Author's Note: A huge amount of love goes to eden's garden, whose wonderful reviews make me laugh and smile, and to everyone who reviews and favourites and subscribes.
Allette's POV
I like to pretend, sometimes, that I still dream. I miss the bright colours, the vivid landscapes, the crazy plots. While novels are almost an adequate substitute, they don't replace the feelings and sensations that dreams give you. The feeling of being in a new world that was all my creation was exhilarating, and although the adventure of being a vampire with Corin has a similar feeling, it's still not exactly the same, and I do miss the sensation. But now, even though I can't sleep, I sometimes close my eyes for a moment and replay my memories in my mind's eye.

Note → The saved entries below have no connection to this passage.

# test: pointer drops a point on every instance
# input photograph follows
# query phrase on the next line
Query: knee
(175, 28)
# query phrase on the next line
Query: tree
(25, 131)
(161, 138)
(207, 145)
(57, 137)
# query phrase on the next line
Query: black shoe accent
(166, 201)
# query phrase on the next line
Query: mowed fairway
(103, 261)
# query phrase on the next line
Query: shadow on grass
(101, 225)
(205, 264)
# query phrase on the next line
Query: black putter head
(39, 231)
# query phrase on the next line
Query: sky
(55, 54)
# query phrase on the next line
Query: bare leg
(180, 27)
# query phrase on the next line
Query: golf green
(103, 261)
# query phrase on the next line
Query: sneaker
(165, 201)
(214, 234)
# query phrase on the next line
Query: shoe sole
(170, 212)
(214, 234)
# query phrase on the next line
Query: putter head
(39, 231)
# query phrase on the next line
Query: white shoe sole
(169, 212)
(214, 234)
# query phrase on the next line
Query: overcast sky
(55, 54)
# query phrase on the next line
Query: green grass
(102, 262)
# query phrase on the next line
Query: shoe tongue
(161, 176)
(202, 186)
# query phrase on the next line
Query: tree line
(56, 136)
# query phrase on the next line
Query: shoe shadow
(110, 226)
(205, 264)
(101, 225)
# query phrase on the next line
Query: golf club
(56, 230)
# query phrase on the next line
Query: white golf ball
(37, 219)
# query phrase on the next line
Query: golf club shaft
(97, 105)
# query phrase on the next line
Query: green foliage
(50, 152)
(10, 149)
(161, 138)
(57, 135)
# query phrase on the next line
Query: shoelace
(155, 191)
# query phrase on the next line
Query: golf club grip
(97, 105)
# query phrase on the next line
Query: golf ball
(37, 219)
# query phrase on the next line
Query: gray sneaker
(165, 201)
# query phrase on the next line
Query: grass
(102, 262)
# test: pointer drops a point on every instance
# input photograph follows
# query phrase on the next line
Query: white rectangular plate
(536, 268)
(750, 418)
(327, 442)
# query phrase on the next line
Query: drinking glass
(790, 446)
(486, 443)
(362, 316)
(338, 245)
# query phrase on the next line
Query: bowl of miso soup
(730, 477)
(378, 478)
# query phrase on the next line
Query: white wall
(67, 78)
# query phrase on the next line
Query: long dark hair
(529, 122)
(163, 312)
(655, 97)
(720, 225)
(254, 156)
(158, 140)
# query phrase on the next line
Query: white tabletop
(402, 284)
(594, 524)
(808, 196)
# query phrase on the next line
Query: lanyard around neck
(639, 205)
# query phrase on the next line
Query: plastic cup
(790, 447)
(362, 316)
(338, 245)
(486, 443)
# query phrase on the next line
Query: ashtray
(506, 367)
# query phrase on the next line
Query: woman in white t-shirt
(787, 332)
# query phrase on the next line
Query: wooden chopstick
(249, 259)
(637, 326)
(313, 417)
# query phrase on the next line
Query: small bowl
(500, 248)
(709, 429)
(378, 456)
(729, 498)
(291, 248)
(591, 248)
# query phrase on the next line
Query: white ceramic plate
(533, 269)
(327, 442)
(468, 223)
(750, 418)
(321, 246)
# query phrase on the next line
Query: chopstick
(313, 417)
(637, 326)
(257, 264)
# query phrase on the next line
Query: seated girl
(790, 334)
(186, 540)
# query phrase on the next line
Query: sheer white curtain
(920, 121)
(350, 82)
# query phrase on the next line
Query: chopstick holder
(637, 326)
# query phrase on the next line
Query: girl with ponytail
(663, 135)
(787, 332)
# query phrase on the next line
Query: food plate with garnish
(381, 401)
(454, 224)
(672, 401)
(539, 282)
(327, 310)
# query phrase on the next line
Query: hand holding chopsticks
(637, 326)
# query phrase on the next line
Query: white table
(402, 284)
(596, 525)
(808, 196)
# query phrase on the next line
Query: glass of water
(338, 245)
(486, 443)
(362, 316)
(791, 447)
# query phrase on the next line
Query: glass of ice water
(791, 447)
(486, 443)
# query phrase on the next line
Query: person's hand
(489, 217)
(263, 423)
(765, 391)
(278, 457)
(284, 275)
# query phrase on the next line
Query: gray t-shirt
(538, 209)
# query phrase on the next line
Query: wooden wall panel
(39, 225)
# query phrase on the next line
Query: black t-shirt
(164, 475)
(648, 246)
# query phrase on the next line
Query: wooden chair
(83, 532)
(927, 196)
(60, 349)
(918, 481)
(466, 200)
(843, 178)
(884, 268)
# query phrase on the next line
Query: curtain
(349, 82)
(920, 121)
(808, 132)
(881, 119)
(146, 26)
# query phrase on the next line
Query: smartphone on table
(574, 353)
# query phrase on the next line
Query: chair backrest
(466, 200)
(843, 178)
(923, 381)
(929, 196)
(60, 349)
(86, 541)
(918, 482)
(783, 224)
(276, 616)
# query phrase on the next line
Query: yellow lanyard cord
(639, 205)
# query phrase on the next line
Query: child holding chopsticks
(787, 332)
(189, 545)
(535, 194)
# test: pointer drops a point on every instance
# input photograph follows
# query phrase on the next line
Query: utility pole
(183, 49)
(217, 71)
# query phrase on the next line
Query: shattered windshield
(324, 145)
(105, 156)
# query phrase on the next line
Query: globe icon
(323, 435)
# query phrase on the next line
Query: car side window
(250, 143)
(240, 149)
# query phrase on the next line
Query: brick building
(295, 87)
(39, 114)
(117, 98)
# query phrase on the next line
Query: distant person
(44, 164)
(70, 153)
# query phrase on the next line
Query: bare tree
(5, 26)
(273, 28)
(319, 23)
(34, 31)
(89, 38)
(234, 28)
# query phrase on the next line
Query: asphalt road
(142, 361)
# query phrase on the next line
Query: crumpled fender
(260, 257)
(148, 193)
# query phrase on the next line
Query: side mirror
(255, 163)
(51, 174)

I used to dream about being swept away by a knight in shining armour, riding a white horse and beaming a special sparkling smile meant only for me. He would take me away to his castle and we would live happily ever after, with me as his princess and as much of anything as I could ever want. My every whim would be catered to, I had servants for every task, and every night my knight would make sweet love to me in my huge white bed. Now, if I could dream, it would be about Corin. His beautiful body and dazzling smile made me want him in a way I had never wanted the knight in my dreams, an animalistic lust that tore through me whenever I was in his presence. But Corin had taken me away from the big beautiful castle, and even though I knew it was irrational and dangerous, I wanted to go back, just for a moment, so I could be the princess I had secretly dreamed I would be.
Thinking about Corin makes my knees go weak, and now my daydreams and memories feature the angel who brought me into his world. All I remember from my change is coming into that terrible room, and then a growl as a beautiful creature swept me off my feet and moved faster than I thought possible. Then the blackness took me and my wings woke me up as an angel like him. This process provided me with lots of details for my daydreams. Whenever I close my eyes like this, I see him as I first saw him, perfect and glorious and my real knight in shining vampire skin.